Her voice was gorgeous: She could be droll, scathing, wry and melancholy in the space of a few lines, with perfect multitracked harmonies. (She supplied backing vocals for Talking Heads, the Smiths, the Happy Mondays — and of course, she duetted with the Pogues on “Fairytale of New York”.) Her melodies were punchy, her lyrics were sharp.

When she entered the music scene in the 1980s, though, it was a boys’ club, and MacColl occupied a singularly, insistently female perspective. Her first hit — “There’s a Guy Works Down the Chip Shop Swears He’s Elvis” — pierced the bubble of masculine braggadocio, teasing a lover for his “mohair suits and foreign shoes” before concluding that, like the man in the chip shop, the boyfriend is probably a liar.

Her harshest songs, though, were often about women, sketching scenarios rarely represented in pop music. “What Do Pretty Girls Do?” shrewdly dissects a former groupie, now left alone with all the “records and the posters of the people that she knew”. “But she got older just like everybody else/ She never thought she’d have to take care of herself.”

Characters who married and settled down fare no better. On “Tread Lightly”, she sighs: “What else is there for you to do/ But turn and wet the baby’s head/ And pray he will be happier than you or me?”
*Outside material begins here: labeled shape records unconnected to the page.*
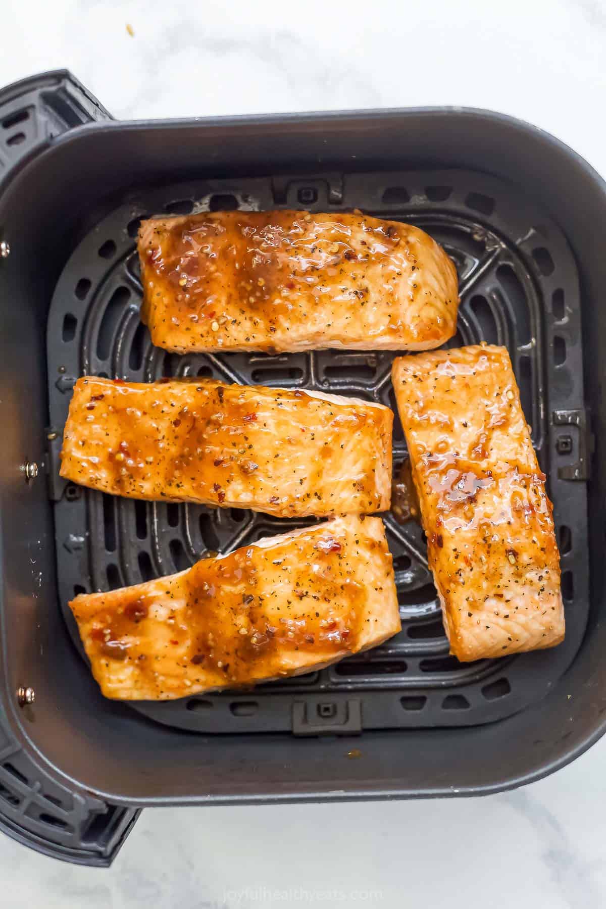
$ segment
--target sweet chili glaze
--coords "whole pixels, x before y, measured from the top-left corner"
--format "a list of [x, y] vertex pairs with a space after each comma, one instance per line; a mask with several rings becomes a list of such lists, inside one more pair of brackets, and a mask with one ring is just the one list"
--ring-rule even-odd
[[382, 522], [354, 515], [70, 607], [103, 694], [124, 700], [310, 672], [400, 631]]
[[552, 506], [507, 351], [401, 357], [392, 379], [451, 652], [475, 660], [559, 644]]
[[61, 475], [117, 495], [328, 515], [389, 507], [393, 414], [320, 393], [208, 379], [87, 376]]
[[426, 350], [455, 331], [457, 275], [443, 249], [359, 212], [153, 218], [139, 255], [141, 317], [176, 353]]

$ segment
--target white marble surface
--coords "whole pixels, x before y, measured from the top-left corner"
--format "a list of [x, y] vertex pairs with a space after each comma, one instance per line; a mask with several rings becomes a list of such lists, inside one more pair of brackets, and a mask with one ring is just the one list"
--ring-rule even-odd
[[[491, 107], [606, 174], [600, 0], [0, 0], [0, 85], [60, 66], [122, 118]], [[466, 801], [147, 811], [110, 871], [2, 838], [0, 905], [599, 909], [605, 763], [603, 740], [544, 781]]]

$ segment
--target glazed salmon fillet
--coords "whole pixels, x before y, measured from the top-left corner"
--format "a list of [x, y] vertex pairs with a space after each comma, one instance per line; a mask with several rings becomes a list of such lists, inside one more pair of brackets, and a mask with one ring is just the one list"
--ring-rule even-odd
[[410, 225], [361, 213], [144, 221], [143, 321], [158, 347], [427, 350], [454, 335], [457, 275]]
[[552, 506], [507, 351], [399, 357], [392, 381], [451, 653], [560, 644]]
[[288, 517], [382, 511], [392, 421], [382, 405], [316, 392], [85, 376], [61, 475], [115, 495]]
[[70, 607], [103, 694], [122, 700], [297, 675], [400, 631], [382, 521], [355, 515]]

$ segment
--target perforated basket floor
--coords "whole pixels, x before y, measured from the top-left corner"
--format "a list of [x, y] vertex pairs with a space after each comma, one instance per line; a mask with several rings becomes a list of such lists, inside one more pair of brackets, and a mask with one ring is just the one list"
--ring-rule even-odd
[[[564, 237], [527, 198], [506, 183], [462, 171], [214, 181], [137, 192], [82, 240], [57, 284], [48, 323], [49, 489], [55, 503], [59, 603], [75, 646], [82, 654], [67, 608], [75, 594], [168, 574], [208, 550], [228, 552], [306, 523], [234, 508], [134, 502], [66, 484], [58, 475], [58, 455], [78, 375], [146, 382], [214, 376], [351, 393], [395, 410], [390, 353], [178, 356], [152, 345], [138, 314], [140, 219], [235, 207], [362, 208], [418, 225], [452, 255], [462, 305], [449, 345], [484, 340], [508, 347], [548, 474], [561, 551], [566, 640], [551, 651], [498, 661], [460, 664], [449, 656], [423, 534], [387, 514], [402, 619], [397, 637], [322, 672], [247, 694], [140, 703], [134, 709], [204, 733], [316, 734], [481, 724], [542, 697], [574, 656], [588, 610], [578, 278]], [[397, 415], [393, 443], [397, 469], [406, 453]]]

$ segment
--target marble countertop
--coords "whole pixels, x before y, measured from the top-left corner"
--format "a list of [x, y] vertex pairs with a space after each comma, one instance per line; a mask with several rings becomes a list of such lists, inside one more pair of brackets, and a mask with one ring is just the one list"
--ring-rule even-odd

Dating is hopeless, too. “Don’t Come the Cowboy With Me, Sonny Jim!” bemoans “boys with warm beds and cold, cold hearts” who “make you feel nothing at all”.

Bathos, fatalism, heartbreak: these are the pillars of a MacColl song. The saddest song on Kite is probably “Mother’s Ruin”, in which a narrator tries to compensate for a lost father with casual sex. “But when you go/ Let me dream that I go with you,” she sings, broken but brave.

Kirsty MacColl

Mark Nevin, a guitarist who often worked with her, summed her songs up as: “Men — you’re all bastards; don’t leave me, I’m just a little girl.” He tied this feeling of rejection to her childhood. Her father, the folk singer Ewan MacColl, had left her mother not long after MacColl was born, and her relationship with him was difficult.
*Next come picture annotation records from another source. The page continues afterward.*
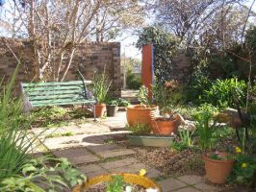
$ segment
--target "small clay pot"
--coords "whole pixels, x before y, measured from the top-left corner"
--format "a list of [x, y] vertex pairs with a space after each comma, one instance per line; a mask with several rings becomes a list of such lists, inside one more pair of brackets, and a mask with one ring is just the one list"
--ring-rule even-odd
[[[219, 153], [219, 156], [226, 156], [226, 153]], [[224, 184], [226, 179], [232, 171], [234, 160], [216, 160], [208, 156], [203, 156], [202, 159], [205, 162], [206, 178], [214, 183]]]
[[107, 106], [107, 116], [108, 117], [115, 117], [116, 115], [117, 109], [118, 109], [117, 106], [108, 105]]
[[103, 117], [106, 113], [106, 104], [95, 104], [95, 117]]
[[136, 124], [146, 124], [151, 126], [154, 116], [159, 113], [158, 107], [134, 106], [127, 108], [126, 119], [129, 126]]
[[178, 131], [179, 120], [176, 118], [157, 117], [152, 121], [154, 134], [171, 134]]

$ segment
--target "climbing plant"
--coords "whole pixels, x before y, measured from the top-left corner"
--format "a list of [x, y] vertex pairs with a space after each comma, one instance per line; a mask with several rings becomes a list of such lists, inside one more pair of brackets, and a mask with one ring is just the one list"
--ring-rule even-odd
[[139, 36], [136, 46], [154, 45], [154, 75], [156, 81], [164, 83], [170, 80], [173, 58], [177, 52], [177, 39], [159, 27], [147, 27]]

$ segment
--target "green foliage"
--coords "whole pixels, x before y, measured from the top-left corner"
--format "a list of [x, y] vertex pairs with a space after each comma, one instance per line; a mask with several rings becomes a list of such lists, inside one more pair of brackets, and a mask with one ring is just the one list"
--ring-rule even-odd
[[186, 100], [200, 105], [205, 90], [209, 90], [211, 81], [207, 68], [196, 66], [192, 73], [186, 87]]
[[141, 78], [128, 70], [126, 73], [126, 84], [127, 88], [138, 90], [141, 85]]
[[182, 152], [187, 148], [192, 147], [192, 134], [193, 131], [184, 129], [179, 130], [179, 139], [173, 140], [170, 144], [170, 147], [178, 152]]
[[130, 102], [122, 98], [118, 98], [116, 101], [118, 107], [129, 107], [131, 105]]
[[21, 171], [35, 140], [28, 137], [31, 119], [22, 115], [22, 100], [13, 97], [16, 73], [0, 92], [0, 180]]
[[[50, 162], [55, 166], [49, 166]], [[65, 159], [40, 157], [31, 159], [22, 166], [21, 173], [6, 178], [0, 182], [1, 192], [13, 191], [63, 191], [76, 184], [81, 184], [86, 176], [79, 170], [72, 168]]]
[[146, 124], [136, 124], [133, 126], [129, 126], [127, 128], [131, 131], [134, 134], [149, 134], [151, 132], [151, 128]]
[[245, 184], [248, 186], [252, 184], [255, 173], [256, 157], [250, 155], [239, 154], [228, 180], [232, 183]]
[[139, 91], [139, 101], [141, 105], [151, 106], [152, 102], [148, 97], [148, 89], [144, 85], [141, 85]]
[[209, 90], [204, 90], [204, 102], [212, 104], [218, 108], [233, 107], [233, 94], [235, 93], [241, 106], [244, 106], [246, 92], [246, 84], [244, 81], [238, 81], [236, 78], [219, 80], [218, 79], [212, 84]]
[[173, 58], [176, 56], [177, 39], [159, 27], [144, 28], [139, 36], [137, 47], [154, 45], [154, 75], [156, 81], [164, 83], [170, 80]]
[[102, 74], [94, 74], [92, 84], [90, 88], [99, 104], [104, 103], [112, 82], [105, 74], [105, 68]]
[[108, 182], [107, 192], [123, 192], [124, 181], [121, 176], [113, 176], [113, 180]]
[[154, 103], [162, 110], [181, 105], [184, 102], [183, 86], [173, 80], [166, 81], [165, 84], [155, 83], [152, 84], [152, 94]]
[[203, 105], [194, 116], [196, 133], [199, 135], [199, 146], [202, 151], [211, 150], [215, 143], [213, 116], [216, 111], [217, 109], [211, 105]]

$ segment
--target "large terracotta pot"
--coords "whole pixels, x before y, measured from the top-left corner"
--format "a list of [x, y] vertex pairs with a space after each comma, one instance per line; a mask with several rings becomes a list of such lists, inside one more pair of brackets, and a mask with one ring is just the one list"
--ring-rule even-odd
[[170, 134], [176, 133], [178, 131], [179, 120], [176, 118], [166, 119], [157, 117], [152, 121], [154, 134]]
[[129, 126], [146, 124], [151, 126], [154, 116], [159, 113], [158, 107], [134, 106], [127, 108], [126, 119]]
[[[220, 153], [222, 156], [227, 156], [226, 153]], [[216, 160], [208, 156], [203, 156], [202, 159], [205, 162], [206, 178], [214, 183], [223, 184], [232, 171], [234, 160]]]
[[73, 192], [87, 191], [87, 189], [89, 189], [90, 187], [96, 185], [100, 182], [111, 181], [112, 177], [116, 176], [116, 175], [122, 176], [123, 180], [126, 183], [141, 185], [146, 189], [147, 188], [157, 189], [159, 192], [162, 191], [162, 188], [160, 185], [158, 185], [156, 182], [154, 182], [153, 180], [151, 180], [150, 179], [146, 177], [139, 176], [136, 174], [121, 173], [121, 174], [109, 174], [109, 175], [102, 175], [102, 176], [94, 177], [85, 181], [83, 184], [75, 186], [75, 188], [73, 189]]
[[103, 117], [106, 113], [106, 104], [95, 104], [95, 117]]

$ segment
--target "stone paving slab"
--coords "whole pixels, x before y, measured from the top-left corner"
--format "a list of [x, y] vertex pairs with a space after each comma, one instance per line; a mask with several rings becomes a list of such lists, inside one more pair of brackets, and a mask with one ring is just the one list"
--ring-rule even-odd
[[103, 158], [122, 156], [136, 153], [133, 150], [124, 149], [115, 144], [89, 146], [88, 149], [102, 156]]
[[191, 185], [205, 181], [203, 177], [195, 175], [181, 176], [178, 180]]
[[190, 186], [182, 189], [175, 190], [175, 192], [200, 192], [199, 190]]
[[134, 163], [139, 163], [139, 161], [134, 157], [128, 157], [128, 158], [100, 163], [99, 165], [105, 169], [115, 169], [119, 167], [132, 165]]
[[218, 192], [222, 190], [221, 187], [219, 186], [210, 185], [205, 182], [200, 182], [193, 186], [201, 191], [207, 191], [207, 192]]
[[158, 171], [157, 169], [151, 168], [149, 166], [146, 166], [144, 163], [135, 163], [128, 166], [114, 168], [114, 169], [108, 169], [110, 173], [132, 173], [132, 174], [138, 174], [138, 172], [141, 169], [146, 169], [146, 177], [148, 178], [158, 178], [162, 176], [163, 174]]
[[62, 151], [53, 151], [58, 157], [65, 157], [72, 164], [82, 164], [98, 161], [100, 158], [90, 153], [86, 148], [71, 148]]
[[160, 181], [159, 184], [161, 184], [163, 192], [174, 191], [188, 186], [186, 183], [171, 178]]

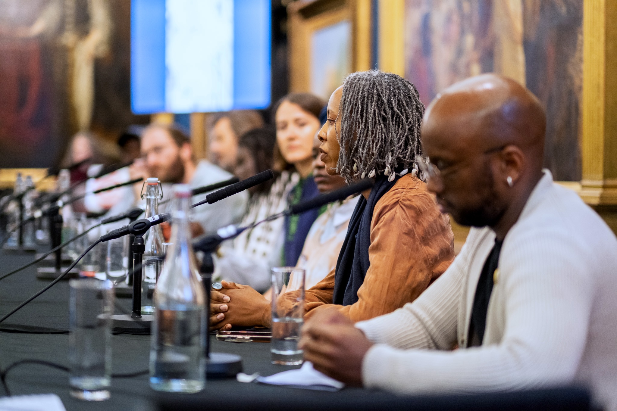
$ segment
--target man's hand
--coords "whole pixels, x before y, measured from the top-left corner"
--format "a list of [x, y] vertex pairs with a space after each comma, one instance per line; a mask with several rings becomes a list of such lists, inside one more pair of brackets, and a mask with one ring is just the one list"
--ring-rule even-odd
[[362, 386], [362, 360], [373, 343], [332, 308], [315, 314], [302, 327], [299, 347], [315, 370], [347, 385]]
[[213, 290], [210, 294], [210, 330], [229, 330], [232, 325], [270, 327], [270, 315], [264, 314], [269, 314], [270, 303], [263, 296], [248, 285], [227, 281], [221, 283], [222, 290]]

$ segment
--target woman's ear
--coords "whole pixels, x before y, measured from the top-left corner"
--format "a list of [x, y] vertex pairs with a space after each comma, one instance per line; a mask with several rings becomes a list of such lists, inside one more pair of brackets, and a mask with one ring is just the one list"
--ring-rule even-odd
[[190, 161], [193, 160], [193, 149], [191, 147], [191, 143], [186, 142], [180, 147], [180, 159], [183, 161]]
It was often assumed, because of the family connection, that she belonged to the folk tradition; she didn’t, precisely because she didn’t want to follow her father. It was another thing that made selling her harder than it might have been.

At least, during her doldrums, she had solid support from her husband, the producer Steve Lillywhite, who worked on most of her records. But in the early 1990s, their marriage started to come apart: it’s a period that shaped her darkest record, Titanic Days, released in 1993.

Even its happiest numbers hint at the abyss. “Bad” is a jaunty ballad about murdering your husband. “Angel” is a trip-hoppy song which MacColl told a journalist was about feeling “protected”, but it’s not a huge reach to hear the references to “falling”, “dreaming” and angels as someone flirting with the comfort of death.

On others, MacColl’s astuteness about relationships lurches into disconcerting territory. The title track celebrates an affair that sounds at the very least unhealthy: “A violent frenzy in a none-too-cheap hotel … His arms, his face/ The way my words got twisted out of place.” Is this a love song? Well, for some people it is.

She was always drawn back to the morally sticky parts of life: wanting what you shouldn’t want, or resenting the thing that’s supposed to make you happy. If MacColl had been an author, these piercing sketches of the human condition would be regarded as classics — on a par with Alan Bennett or Fay Weldon.

Instead, she was a popstar who didn’t match ideas of what a popstar ought to be. She sang frankly about sex, but she didn’t perform sexiness. She was scathing about men, but she knew them intimately. Her songs had the intensity and drive of the classic girl groups, but she recorded adult angsts like marital discontent or ageing out of hotness.

If she hadn’t been so brutally cut off, the changing mores from the noughties on would have given her plenty of material to work with. As it is, she left behind one of the great British songbooks, and a gap that no one since has quite been able to fill.